Timing 100000000 calls to fixdivf...CPU time = 1.306801 secs.
Timing 100000000 calls to fixdivl...CPU time = 4.045385 secs.
Basically, fixmull is a good idea on the AMD64, but a bad idea on the two Intel machines. For fixdivl, it is actually the other way around (!). I'll look at the detailed assembler output later on.
For now, another relevant statistic may be the gcc version involved. The celeron runs gcc 3.3.1, the AMD64 runs gcc 3.4.1 and the Xeon runs gcc 3.4.3.
I've got "gcc version 4.0.0 20041026 (Apple Computer, Inc. build 4061)". Having been code digging, it appears that the 64bit divide calls some other function for a reason I don't fully understand yet given that the PowerPC has the divd 64 bit divide instruction. I'm going to sniff around this topic and see if I can figure anything out.
EDIT: from a Mac vs PC viewpoint, is the fact that my 667Mhz G4 apparently more than twice as fast as the 950Mhz Celeron for multiplies (but less than half the speed for divides) surprising? In the sense that it may suggest problems with the test.

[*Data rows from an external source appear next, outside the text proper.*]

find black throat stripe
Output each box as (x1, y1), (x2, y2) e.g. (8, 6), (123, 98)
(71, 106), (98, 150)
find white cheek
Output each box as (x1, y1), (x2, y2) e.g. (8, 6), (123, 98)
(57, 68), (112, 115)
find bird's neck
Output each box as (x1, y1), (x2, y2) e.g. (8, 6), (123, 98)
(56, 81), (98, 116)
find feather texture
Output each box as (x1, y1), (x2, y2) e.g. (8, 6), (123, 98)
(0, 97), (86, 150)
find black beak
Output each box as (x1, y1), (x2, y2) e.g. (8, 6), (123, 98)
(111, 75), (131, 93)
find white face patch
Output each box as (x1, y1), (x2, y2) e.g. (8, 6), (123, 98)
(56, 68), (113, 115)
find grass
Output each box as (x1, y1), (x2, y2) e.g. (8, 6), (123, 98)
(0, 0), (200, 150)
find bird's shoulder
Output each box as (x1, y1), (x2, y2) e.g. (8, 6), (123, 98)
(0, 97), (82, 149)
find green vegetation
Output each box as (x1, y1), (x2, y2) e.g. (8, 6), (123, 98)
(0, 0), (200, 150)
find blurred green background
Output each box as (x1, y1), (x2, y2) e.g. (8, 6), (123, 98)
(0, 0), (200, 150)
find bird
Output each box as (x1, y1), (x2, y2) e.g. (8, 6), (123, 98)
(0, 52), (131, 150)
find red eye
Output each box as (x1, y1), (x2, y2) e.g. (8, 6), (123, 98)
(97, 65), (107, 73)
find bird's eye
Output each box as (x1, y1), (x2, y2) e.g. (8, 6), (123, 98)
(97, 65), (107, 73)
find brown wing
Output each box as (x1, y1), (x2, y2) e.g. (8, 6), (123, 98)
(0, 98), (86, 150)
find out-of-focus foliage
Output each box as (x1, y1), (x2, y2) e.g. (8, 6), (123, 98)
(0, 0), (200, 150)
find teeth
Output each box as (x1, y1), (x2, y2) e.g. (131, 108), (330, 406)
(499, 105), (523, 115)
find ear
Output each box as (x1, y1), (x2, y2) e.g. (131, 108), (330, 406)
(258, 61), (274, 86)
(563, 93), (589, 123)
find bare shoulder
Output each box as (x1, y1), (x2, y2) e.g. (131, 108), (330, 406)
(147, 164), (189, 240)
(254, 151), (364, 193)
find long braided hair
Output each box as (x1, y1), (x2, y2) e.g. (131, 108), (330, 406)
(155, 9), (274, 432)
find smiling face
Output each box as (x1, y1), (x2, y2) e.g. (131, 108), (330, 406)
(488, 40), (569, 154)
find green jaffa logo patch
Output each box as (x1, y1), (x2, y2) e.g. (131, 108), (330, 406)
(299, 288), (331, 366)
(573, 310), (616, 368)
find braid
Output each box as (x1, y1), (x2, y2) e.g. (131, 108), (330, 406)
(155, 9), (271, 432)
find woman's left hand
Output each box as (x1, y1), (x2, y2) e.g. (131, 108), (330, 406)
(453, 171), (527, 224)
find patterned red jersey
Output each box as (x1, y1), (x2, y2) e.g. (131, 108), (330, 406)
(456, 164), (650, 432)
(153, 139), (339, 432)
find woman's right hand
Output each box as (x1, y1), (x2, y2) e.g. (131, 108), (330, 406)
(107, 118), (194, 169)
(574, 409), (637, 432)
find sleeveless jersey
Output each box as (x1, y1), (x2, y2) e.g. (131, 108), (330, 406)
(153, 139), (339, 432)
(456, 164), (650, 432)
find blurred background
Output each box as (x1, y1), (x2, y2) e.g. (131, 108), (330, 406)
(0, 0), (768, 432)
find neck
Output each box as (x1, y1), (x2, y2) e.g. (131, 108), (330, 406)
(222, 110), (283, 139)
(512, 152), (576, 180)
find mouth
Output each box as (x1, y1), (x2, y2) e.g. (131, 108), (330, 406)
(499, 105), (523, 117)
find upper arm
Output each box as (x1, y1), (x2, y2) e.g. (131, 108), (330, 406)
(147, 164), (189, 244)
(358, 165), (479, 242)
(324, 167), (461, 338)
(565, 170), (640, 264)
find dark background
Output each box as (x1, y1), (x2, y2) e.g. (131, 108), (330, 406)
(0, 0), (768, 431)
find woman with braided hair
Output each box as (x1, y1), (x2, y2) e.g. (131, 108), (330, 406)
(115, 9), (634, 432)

from a Mac vs PC viewpoint, is the fact that my 667Mhz G4 apparently more than twice as fast as the 950Mhz Celeron for multiplies (but less than half the speed for divides) surprising?
I don't think so. I used 300MHz Sun workstations that were faster for some calculations.
That said, it's quite possible I bodged up the test somewhere else too - I'm not a computer professional, afterall, so it's possible that there is some benchmarking subtlety I'm unaware of. It looks like it should be doing the right thing now though.
This data is for MSVC 7.1 / Athlon XP 2500+
A few notes:
All of the different methods produce different results. Most handle rounding differently from each other, and fixmulf handles overflow differently. I suggest modifying the source to initialize x and y to some known value before each loop.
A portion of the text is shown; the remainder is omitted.